The wireless audio leader is rolling out new products and software
Sonos Play 3 speakers Courtesy Sonos

For almost 10 years, John MacFarlane had the market for wireless home audio equipment to himself. With two friends he started Sonos, an audio company that designs speakers that connect with streaming music services such as Spotify and Pandora. An accompanying app lets users browse their music libraries on phones or tablets and send playlists to any Sonos modular speaker unit. Music snobs, unhappy with the tinny sound quality of PC speakers, were quickly won over by the high-fidelity system and its ease of use.

The company is facing its first big challenge as rivals target its piece of the $10 billion home audio market. “With Wi-Fi speakers, until recently you really were talking mainly about Sonos,” says Jack Wetherill, an analyst with Futuresource Consulting in Dunstable, U.K. Wireless speakers are the fastest-growing category in the consumer audio-equipment market, accounting for 17 percent of global speaker revenue in 2013, according to Futuresource. Bose is introducing the SoundTouch, wireless speakers that can be programmed to play favorite stations or artists and have built-in displays.

In late April, Samsung Electronics will introduce streaming technology to some of its televisions and audio products to use with its $350 Shape wireless speakers. The South Korean maker of Galaxy phones and tablets is adding Bluetooth capability and near-field technology to give users more ways to stream. “From a name-brand perspective, we like our chances,” says Jim Kiczek, director of digital audio and video at Samsung Electronics America.

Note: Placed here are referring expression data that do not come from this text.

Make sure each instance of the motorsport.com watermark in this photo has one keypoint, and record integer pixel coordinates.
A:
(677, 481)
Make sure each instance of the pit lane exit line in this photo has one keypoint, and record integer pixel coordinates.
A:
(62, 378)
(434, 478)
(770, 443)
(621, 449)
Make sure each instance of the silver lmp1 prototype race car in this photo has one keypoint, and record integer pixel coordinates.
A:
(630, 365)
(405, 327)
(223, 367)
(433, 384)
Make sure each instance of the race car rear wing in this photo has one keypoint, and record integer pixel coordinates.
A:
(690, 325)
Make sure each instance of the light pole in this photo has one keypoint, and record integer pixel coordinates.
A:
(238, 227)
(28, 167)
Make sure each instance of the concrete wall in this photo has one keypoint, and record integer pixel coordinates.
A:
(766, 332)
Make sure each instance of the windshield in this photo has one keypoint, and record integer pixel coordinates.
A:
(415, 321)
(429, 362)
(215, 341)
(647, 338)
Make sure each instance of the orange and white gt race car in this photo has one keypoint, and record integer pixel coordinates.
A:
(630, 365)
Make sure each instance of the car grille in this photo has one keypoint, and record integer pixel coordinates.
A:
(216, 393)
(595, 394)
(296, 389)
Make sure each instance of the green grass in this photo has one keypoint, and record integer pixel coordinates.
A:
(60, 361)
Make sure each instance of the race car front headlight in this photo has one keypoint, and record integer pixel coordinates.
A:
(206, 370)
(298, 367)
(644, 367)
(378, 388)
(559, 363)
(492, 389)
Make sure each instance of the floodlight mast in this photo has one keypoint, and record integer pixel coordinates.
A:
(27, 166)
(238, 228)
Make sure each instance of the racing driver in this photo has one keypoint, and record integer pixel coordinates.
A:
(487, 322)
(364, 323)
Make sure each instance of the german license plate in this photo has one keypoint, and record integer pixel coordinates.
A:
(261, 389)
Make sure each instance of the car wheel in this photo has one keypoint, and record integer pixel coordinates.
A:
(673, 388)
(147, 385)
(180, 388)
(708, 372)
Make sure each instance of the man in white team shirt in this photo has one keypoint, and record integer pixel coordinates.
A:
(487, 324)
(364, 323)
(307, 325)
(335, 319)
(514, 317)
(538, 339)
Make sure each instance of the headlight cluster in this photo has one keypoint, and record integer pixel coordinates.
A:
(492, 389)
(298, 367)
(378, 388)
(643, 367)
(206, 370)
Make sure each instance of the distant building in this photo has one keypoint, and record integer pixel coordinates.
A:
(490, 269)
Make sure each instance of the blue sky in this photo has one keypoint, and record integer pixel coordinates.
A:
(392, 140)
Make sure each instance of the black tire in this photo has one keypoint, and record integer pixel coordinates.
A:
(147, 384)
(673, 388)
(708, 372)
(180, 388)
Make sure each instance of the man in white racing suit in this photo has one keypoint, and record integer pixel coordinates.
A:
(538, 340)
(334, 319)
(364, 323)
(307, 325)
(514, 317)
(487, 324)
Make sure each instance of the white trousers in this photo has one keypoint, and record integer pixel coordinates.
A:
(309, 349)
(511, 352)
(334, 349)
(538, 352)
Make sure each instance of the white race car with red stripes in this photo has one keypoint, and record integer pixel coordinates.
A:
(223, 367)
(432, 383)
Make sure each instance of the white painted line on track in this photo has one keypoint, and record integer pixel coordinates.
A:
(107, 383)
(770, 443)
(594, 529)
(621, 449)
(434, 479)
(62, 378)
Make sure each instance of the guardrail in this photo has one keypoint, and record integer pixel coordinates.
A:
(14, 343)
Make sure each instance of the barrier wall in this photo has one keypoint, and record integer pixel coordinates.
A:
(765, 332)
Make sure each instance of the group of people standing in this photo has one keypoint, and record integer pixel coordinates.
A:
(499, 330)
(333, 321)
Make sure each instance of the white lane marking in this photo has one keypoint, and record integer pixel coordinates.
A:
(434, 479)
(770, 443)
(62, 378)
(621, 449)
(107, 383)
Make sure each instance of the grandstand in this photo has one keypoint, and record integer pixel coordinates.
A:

To defend its turf, Sonos, based in Santa Barbara, Calif., is counting on an expanded lineup of speakers and other products. In May it will release a redesigned Controller app with universal search, which lets users find songs, albums, and artists from a long list of streaming services, all in a single window. A typical Sonos setup of two Play:3 speakers ($299 each) and a wireless subwoofer delivering room-shaking bass can cost more than $1,000. But the company recently released the Play:1 speakers at a lower $199 price.

Sonos brought in $535 million in revenue in 2013. It has 900 employees globally and has received $135 million in funding from venture capital firms including KKR and Redpoint Ventures. In early March the company lured the chief product officer for Microsoft’s Xbox unit to the same, newly created position at Sonos.

The company barely makes a profit, given the money it pours into research and development. It holds 200 patents and isn’t afraid to enforce them in court. Sonos plans to disclose pending patent applications as well, says co-founder Tom Cullen, to discourage competitors from using its technologies and designs.

Sonos is exploring new uses for its speakers and potential partnerships with makers of smart-home products, MacFarlane says. The devices could be connected to all sorts of gear, he says, delivering voice alerts from Nest Labs’ smart thermostats and wireless doorbells. “We’ve been doing this for a while. It’s going to take a lot of time for people to catch up,” MacFarlane says.